The building is made of fractured split-face rock, which retains water that can seep into the building, Borrer said. There are cracks visible on the outside of the building and the blue panels covering the old air conditioning openings allow water to seep into the apartments, she said.
Columbia’s six vacant apartments, which are low-rise buildings behind the Bliss Towers, would all require gut renovations to be habitable, which could cost between $ 80,000 and $ 100,000 per unit, Borrer said.
Broken tiles, heated floors detached from the wall, rusty bathrooms, garbage on the floor, damaged walls and a broken ceiling are shown in Borrer’s photos of the Columbia apartments.
Snow fell through a large hole in the ceiling of Apartment 1A, Borrer said of his visit on Wednesday.
Columbia Street offline apartments have more space for families than Bliss Towers units, as Apt. 2E and 2B have three bedrooms, Apt. 2D and 1C have four bedrooms and Apt. 1A and 2A have five chambers.
The Columbia Street apartments had asbestos under the floor tiles and likely in the glue used to place the tiles, Borrer said. Lead is also present in the apartments.
Additionally, broken or off-grid electrical outlets, plumbing issues and drafts and broken windows were regular issues in the units. Separate boilers for each apartment have created space problems and the land is not being used to its full potential overall, Borrer added.
The plywood subfloor will need to be hammered after the asbestos is removed, she said.
It may be wiser to build completely new units in their stead due to the high cost of renovating them, Balle said.
“As a board of directors, we have to ask ourselves if we had better build entirely new units? Said Balle.
The commission would need to study the idea further. The board did not have time for the conversation at Wednesday’s meeting, but will discuss it soon, she said.
Borrer’s presentation drew attention to issues that many people have heard of but not seen, Commissioner Claire Cousin said.
“For the record, none of this information would have been illuminated without the work of Revonda Smith, Alderman Tiffany Garriga and several residents who have been voicing these issues for years,” Borrer said Thursday.

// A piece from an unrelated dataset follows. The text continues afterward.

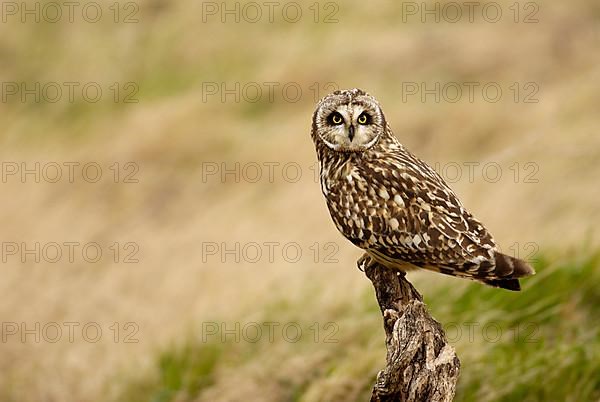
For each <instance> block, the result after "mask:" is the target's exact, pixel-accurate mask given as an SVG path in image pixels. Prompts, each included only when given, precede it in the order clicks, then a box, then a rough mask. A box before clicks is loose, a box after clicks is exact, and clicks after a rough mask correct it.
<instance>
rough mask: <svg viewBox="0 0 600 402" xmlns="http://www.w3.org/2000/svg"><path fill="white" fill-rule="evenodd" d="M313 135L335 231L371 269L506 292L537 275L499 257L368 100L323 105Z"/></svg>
mask: <svg viewBox="0 0 600 402" xmlns="http://www.w3.org/2000/svg"><path fill="white" fill-rule="evenodd" d="M311 135H312V139H313V141H314V143H315V146H316V149H317V157H318V159H319V168H320V177H321V189H322V191H323V194H324V195H325V198H326V200H327V206H328V207H329V212H330V213H331V217H332V218H333V221H334V223H335V225H336V226H337V228H338V230H339V231H340V232H342V234H343V235H344V236H345V237H346V238H347V239H348V240H350V241H351V242H352V243H354V244H355V245H356V246H358V247H360V248H362V249H364V250H365V251H366V252H367V253H368V255H369V256H370V257H371V258H373V259H374V260H375V261H377V262H379V263H380V264H383V265H384V266H386V267H390V268H395V269H400V270H402V271H406V270H409V269H412V268H416V267H418V268H425V269H429V270H433V271H436V272H441V273H444V274H448V275H453V276H458V277H463V278H470V279H475V280H479V281H482V282H484V283H486V284H488V285H491V286H496V287H501V288H504V289H510V290H520V285H519V280H518V279H517V278H521V277H525V276H529V275H532V274H533V273H534V271H533V269H532V268H531V267H530V266H529V265H528V264H527V263H525V262H524V261H521V260H518V259H516V258H513V257H510V256H508V255H505V254H502V253H500V252H499V251H498V250H497V248H496V244H495V242H494V239H493V238H492V236H491V235H490V234H489V233H488V231H487V230H486V229H485V228H484V227H483V225H482V224H481V223H480V222H479V221H478V220H477V219H475V218H474V217H473V216H472V215H471V214H470V213H469V212H468V211H467V210H465V208H464V207H463V205H462V204H461V202H460V201H459V200H458V198H457V196H456V194H454V192H453V191H452V190H451V189H450V187H448V185H447V184H446V183H445V182H444V180H443V179H442V178H441V177H440V175H439V174H437V172H435V171H434V170H433V169H432V168H431V167H429V166H428V165H427V164H426V163H425V162H423V161H422V160H420V159H419V158H417V157H416V156H414V155H413V154H411V153H410V152H409V151H408V150H407V149H406V148H405V147H404V146H403V145H402V144H400V142H399V141H398V140H397V139H396V137H394V135H393V134H392V131H391V129H390V128H389V126H388V124H387V122H386V120H385V116H384V115H383V112H382V110H381V107H380V106H379V103H378V102H377V101H376V100H375V98H373V97H372V96H370V95H369V94H367V93H365V92H363V91H362V90H360V89H350V90H343V91H336V92H334V93H332V94H330V95H328V96H326V97H325V98H323V99H322V100H321V101H320V102H319V104H318V105H317V109H316V111H315V113H314V115H313V120H312V133H311Z"/></svg>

Quintin Cross of Hudson Catskill / Housing Coalition encouraged the Housing Authority to work with other community groups to ensure they have the support they need to make change.
“The best board for years! Joint Council Chairman Thomas DePietro wrote in the Zoom chat during Wednesday’s meeting.
Treasurer Rebecca Wolff, Smith and Borrer were reluctant to approve last month’s spending, a board task, because they were unsure of certain budget items.
While Balle preferred to approve the spending that evening and ensure that committee members were educated afterwards, the board decided to postpone the approval. The board has fiduciary responsibilities and should feel comfortable with the documents presented to them, Balle said. The board should have financial training in the future, she added.